You are viewing a plain text version of this content. The canonical link for it is here.

Posted to user@manifoldcf.apache.org by "Wunderlich, Tobias" <to...@igd-r.fraunhofer.de> on 2011/10/06 13:18:02 UTC

MCF 0.3 - WebCrawlerConnector - Ingestion Problems

Hey guys,

I try to crawl a website generated with a Mediawiki-extension and always get the message:

"[WebcrawlerConnector.java:1312] - WEB: Decided not to ingest 'http://wiki.<host>/index.php?title=Spezial%3AAlle+Seiten&from=p&to=s&namespace=0' because it did not match ingestability criteria"

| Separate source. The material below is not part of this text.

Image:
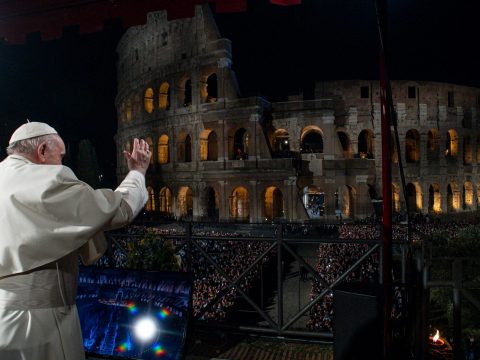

Seed-url: 'http://wiki.<host>/index.php?title=Spezial%3AAlle+Seiten&from=p&to=s&namespace=0
Inclusions (crawl and index): .*
Exclusions: none

Other sites are crawled without problems, so I'm wondering what those ingestability criteria exactly are.

Best regards,
Tobias

AW: MCF 0.3 - WebCrawlerConnector - Ingestion Problems

Posted by "Wunderlich, Tobias" <to...@igd-r.fraunhofer.de>.

Hey Karl,

thanks for your reply ...

I found the reason The crawler didn't want to ingest the site, it was none of your mentioned criteria ... the site simply didn't want to be seeded or indexed:

<html>
	<head>
		...
		<meta name="robots" content="noindex,nofollow" />
		...
	</head>
	...
</html>


Tobias


-----Ursprüngliche Nachricht-----
Von: Karl Wright [mailto:daddywri@gmail.com] 
Gesendet: Donnerstag, 6. Oktober 2011 16:42
An: connectors-user@incubator.apache.org
Betreff: Re: MCF 0.3 - WebCrawlerConnector - Ingestion Problems

Hi Tobias,

Sorry for the delay.
There are a number of reasons a document can be rejected for indexing.
 They are:

(1) URL criteria, as specified in the Web job's specification information
(2) Maximum document length, as controlled by the output connection (you never told us what that was)
(3) Mime type criteria, as controlled by the output connection

So I bet this is a mime type issue.  What content-type does the page have?  What output connector are you using?

Karl

On Thu, Oct 6, 2011 at 7:18 AM, Wunderlich, Tobias <to...@igd-r.fraunhofer.de> wrote:
> Hey guys,
>
>
>
> I try to crawl a website generated with a Mediawiki-extension and 
> always get the message:
>
>
>
> "[WebcrawlerConnector.java:1312] - WEB: Decided not to ingest 
> 'http://wiki.<host>/index.php?title=Spezial%3AAlle+Seiten&from=p&to=s&namespace=0'
> because it did not match ingestability criteria"
>
>
>
> Seed-url:
> 'http://wiki.<host>/index.php?title=Spezial%3AAlle+Seiten&from=p&to=s&
> namespace=0
>
> Inclusions (crawl and index): .*
>
> Exclusions: none
>
>
>
> Other sites are crawled without problems, so I'm wondering what those 
> ingestability criteria exactly are.
>
>
>
> Best regards,
>
> Tobias
>
>

Re: MCF 0.3 - WebCrawlerConnector - Ingestion Problems

Posted by Karl Wright <da...@gmail.com>.

Hi Tobias,

Sorry for the delay.
There are a number of reasons a document can be rejected for indexing.
 They are:

(1) URL criteria, as specified in the Web job's specification information
(2) Maximum document length, as controlled by the output connection
(you never told us what that was)
(3) Mime type criteria, as controlled by the output connection

So I bet this is a mime type issue.  What content-type does the page
have?  What output connector are you using?

Karl

On Thu, Oct 6, 2011 at 7:18 AM, Wunderlich, Tobias
<to...@igd-r.fraunhofer.de> wrote:
> Hey guys,
>
>
>
> I try to crawl a website generated with a Mediawiki-extension and always get
> the message:
>
>
>
> “[WebcrawlerConnector.java:1312] - WEB: Decided not to ingest
> 'http://wiki.<host>/index.php?title=Spezial%3AAlle+Seiten&from=p&to=s&namespace=0'
> because it did not match ingestability criteria”
>
>
>
> Seed-url:
> 'http://wiki.<host>/index.php?title=Spezial%3AAlle+Seiten&from=p&to=s&namespace=0
>
> Inclusions (crawl and index): .*
>
> Exclusions: none
>
>
>
> Other sites are crawled without problems, so I’m wondering what those
> ingestability criteria exactly are.
>
>
>
> Best regards,
>
> Tobias
>
>